LS Trader Weekly Update – Tuesday 26th December 2011

The past week has been a bullish one for stocks but has also seen the dollar weaken. Once again though the dollar’s decline has not been in proportion to the gain in stocks. Although stocks and the dollar have continued their inverse relationship, the moves in the dollar have been much less than the corresponding move in stocks. Now that we are entering the final trading week of the year the long-term trends are still down for stocks and commodities, and up for the dollar and interest rate futures.


The past week has been bullish and has seen the S&P 500 rise up to the resistance area around 1260. Due to the proximity of the market to the resistance level and the fact that the momentum in the short term is strong as well as the fact that there is hardly any upper shadow on Friday’s candle (indicating that the market h ad no sellers into the close and that the close is almost at the high of the day) the probability is quite high that the initial resistance level will be taken out. This will likely lead to a test of the 1280 resistance area and possibly the 1300 level as well in the next couple of weeks and a possible change of long term trend to up. If these levels do get taken out then we may see a continuation in the New Year towards this year’s highs around 1355. However, for now at least the trend is still down and the market remains below a couple of decent resistance levels.

As a general rule, the most bullish set up is when the Nasdaq 100 leads the way but that is not happening at present and the Nasdaq is still some way behind the S&P 500 and is currently right on the 200 day moving average, whereas the S&P 500 has already moved and closed above it.


For much of the past few months the weakest commodity sector has been the grains. This week has seen some of these markets find support and possibly begin a reversal. Some of the trends have already come to an end for the time being whilst others are still in the trend and remaining below resistance. Considerable further strength would be required for a long-term change of trend to up and due to the extreme bearishness over the past few months that looks unlikely, at least for the foreseeable future.

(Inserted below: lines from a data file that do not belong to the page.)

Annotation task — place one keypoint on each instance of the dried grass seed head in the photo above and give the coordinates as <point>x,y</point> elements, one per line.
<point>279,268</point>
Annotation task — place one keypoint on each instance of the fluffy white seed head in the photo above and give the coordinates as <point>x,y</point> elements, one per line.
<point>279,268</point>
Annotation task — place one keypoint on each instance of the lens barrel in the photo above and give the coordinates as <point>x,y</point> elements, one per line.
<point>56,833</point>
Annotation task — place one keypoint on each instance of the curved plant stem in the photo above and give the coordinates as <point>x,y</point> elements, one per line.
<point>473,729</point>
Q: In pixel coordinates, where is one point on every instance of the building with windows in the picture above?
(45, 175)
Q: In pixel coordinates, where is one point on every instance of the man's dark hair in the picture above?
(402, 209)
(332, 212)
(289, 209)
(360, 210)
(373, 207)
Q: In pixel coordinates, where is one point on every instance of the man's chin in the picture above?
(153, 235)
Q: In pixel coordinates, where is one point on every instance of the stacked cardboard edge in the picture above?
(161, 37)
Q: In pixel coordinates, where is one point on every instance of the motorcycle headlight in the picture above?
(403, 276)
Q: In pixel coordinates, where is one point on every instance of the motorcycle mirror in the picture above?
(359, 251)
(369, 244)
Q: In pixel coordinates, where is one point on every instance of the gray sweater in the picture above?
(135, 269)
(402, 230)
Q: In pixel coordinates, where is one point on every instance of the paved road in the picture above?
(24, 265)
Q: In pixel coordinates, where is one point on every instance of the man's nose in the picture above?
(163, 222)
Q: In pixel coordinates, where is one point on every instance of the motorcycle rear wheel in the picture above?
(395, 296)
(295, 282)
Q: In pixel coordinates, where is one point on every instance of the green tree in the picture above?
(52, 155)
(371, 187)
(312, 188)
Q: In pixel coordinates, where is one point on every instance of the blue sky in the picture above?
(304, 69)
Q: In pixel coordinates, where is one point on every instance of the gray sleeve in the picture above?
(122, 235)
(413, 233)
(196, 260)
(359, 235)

Crude Oil had a very good week advancing by 6.33% having found support. This move took the market back up to test the $100 level and also above the 200 day moving average. The long-term trend remains up but it remains to be seen if there is still sufficient momentum to continue higher towards the recent highs.


The dollar declined over the past week and perhaps importantly for the short term the dollar ind ex dipped back below the 8000 level. Since this level had previously provided good resistance it should subsequently have provided good support due to a change of polarity where prior resistance becomes support. This may now have too much impact if the 8000 and 8050 levels can be regained in the short term otherwise we may see further dollar weakness.

The dollar ended the week lower against of all the majors over the past week but the long-term trends still favour the dollar almost across the board with the exception still being against the Yen, the only major that the dollar managed an advance against, albeit by only 0.25% for the week.

Interest rate futures

Interest rate futures briefly hit new highs again on the 5 & 10 year T notes with yields falling to new lows before weakness came back to the fore and we saw the formation of some reversal patterns at resistance levels. This may well take the markets further down to test short-term support but for now the trend is still up. On the 30 year T bond, the 14650 level has provided considerable resistance and it did again this week with the market unable to push through. If we do get a Santa Claus rally continue over the next few trading days then interest rate futures may continue to fall in the short term.